Kinect Hacking

The Kinect is an accessory for Microsoft's Xbox game console. It contains an array of microphones, an active-sensing depth camera using structured light, and a color camera. The Kinect is intended to be used as a controller-free game controller, tracking the body or bodies of one or more players in its field of view.

The motivation for this project was to convert the Kinect into a 3D camera by combining the depth and color image streams received from the device, and projecting them back out into 3D space in such a way that real 3D objects inside the cameras' field of view are recreated virtually, at their proper sizes (see Figures 1 and 2).
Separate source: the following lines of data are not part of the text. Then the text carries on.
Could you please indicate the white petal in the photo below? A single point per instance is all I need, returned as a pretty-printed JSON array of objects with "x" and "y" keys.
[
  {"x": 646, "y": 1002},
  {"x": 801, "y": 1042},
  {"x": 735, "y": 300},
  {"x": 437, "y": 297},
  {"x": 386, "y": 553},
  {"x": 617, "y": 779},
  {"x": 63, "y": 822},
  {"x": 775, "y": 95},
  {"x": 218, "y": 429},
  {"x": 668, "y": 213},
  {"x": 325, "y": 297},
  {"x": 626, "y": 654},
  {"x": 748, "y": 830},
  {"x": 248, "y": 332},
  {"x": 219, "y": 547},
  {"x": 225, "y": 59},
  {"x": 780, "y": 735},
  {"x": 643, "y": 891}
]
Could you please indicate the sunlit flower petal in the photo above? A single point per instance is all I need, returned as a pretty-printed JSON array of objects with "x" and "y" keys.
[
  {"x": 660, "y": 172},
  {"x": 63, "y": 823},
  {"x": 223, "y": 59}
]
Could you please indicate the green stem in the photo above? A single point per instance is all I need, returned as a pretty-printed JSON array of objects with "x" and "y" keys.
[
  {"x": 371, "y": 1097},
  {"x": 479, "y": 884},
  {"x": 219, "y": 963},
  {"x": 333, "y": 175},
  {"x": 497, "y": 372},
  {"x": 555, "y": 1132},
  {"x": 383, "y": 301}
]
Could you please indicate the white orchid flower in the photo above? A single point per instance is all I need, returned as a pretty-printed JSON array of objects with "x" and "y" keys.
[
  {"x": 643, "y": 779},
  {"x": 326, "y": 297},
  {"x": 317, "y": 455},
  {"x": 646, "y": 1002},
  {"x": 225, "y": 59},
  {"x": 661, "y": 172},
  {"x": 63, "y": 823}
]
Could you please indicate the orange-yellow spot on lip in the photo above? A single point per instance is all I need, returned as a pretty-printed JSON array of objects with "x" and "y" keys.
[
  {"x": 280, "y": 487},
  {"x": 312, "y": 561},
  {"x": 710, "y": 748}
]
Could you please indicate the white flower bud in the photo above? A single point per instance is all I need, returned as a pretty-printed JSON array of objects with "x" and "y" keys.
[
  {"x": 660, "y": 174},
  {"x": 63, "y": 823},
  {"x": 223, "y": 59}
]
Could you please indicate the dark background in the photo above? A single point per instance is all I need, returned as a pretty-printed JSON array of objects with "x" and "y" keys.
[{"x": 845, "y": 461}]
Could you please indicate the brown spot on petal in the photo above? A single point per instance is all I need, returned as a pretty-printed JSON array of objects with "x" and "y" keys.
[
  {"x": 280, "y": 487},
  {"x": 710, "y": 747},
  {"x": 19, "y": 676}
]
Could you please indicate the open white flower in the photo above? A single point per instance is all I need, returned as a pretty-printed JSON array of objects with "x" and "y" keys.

Figure 1: Video of a user interacting with a pre-recorded life-size "holographic" avatar of himself in the KeckCAVES virtual reality environment.
Figure 2: Video showing the Augmented Reality Sandbox, which uses a Kinect camera to capture a 3D model of the surface of sand in a sandbox, and a projector to project a dynamic topographic map back onto the sand.

Kinect Sensors

The Kinect contains a regular color camera, sending images of 640*480 pixels 30 times a second. It also contains an active-sensing depth camera using a structured light approach (using what appears to be an infrared LED laser and a micromirror array), which also sends (depth) images of 640*480 pixels 30 times a second (although it appears that not every pixel is sampled on every frame).

What Makes The Kinect Special?

It is important to understand the difference between 3D cameras like the Kinect on one hand, regular (2D) cameras on the other hand, and so-called "3D cameras" -- actually, stereoscopic 2D cameras -- on the third hand (ouch).

Kinect vs Regular 2D Camera

Any camera, 2D or otherwise, works by projecting 3D objects (or people...), which you can think of as collections of 3D points in 3D space, onto a 2D imaging plane (the picture) along straight lines going through the camera's optical center point (the lens). Normally, once 3D objects are projected to a 2D plane that way, it is impossible to go back and reconstruct the original 3D objects. While each pixel in a 2D image defines a line from that pixel through the lens back out into 3D space, and while the original 3D point that generated the pixel must lie somewhere on that line, the distance that 3D point "traveled" along its line is lost in projection. There are approaches to estimate that distance for many pixels in an image by using multiple images or good old guesswork, but they have their limitations.

A 3D camera like a Kinect provides the missing bit of information necessary for 3D reconstruction. For each 2D pixel on the image plane, it not only records that pixel's color, i.e., the color of the original 3D point, but also that 3D point's distance along its projection line. There are multiple technologies to sense this depth information, but the details are not really relevant. The important part is that now, by knowing a 2D pixel's projection line and a distance along that projection line, it is possible to project each pixel back out into 3D space, which effectively reconstructs the originally captured 3D object(s). This reconstruction, which can only contain one side of an object (the one facing the camera), creates a so-called facade. By combining facades from multiple calibrated 3D cameras, one can even generate more complete 3D reconstructions.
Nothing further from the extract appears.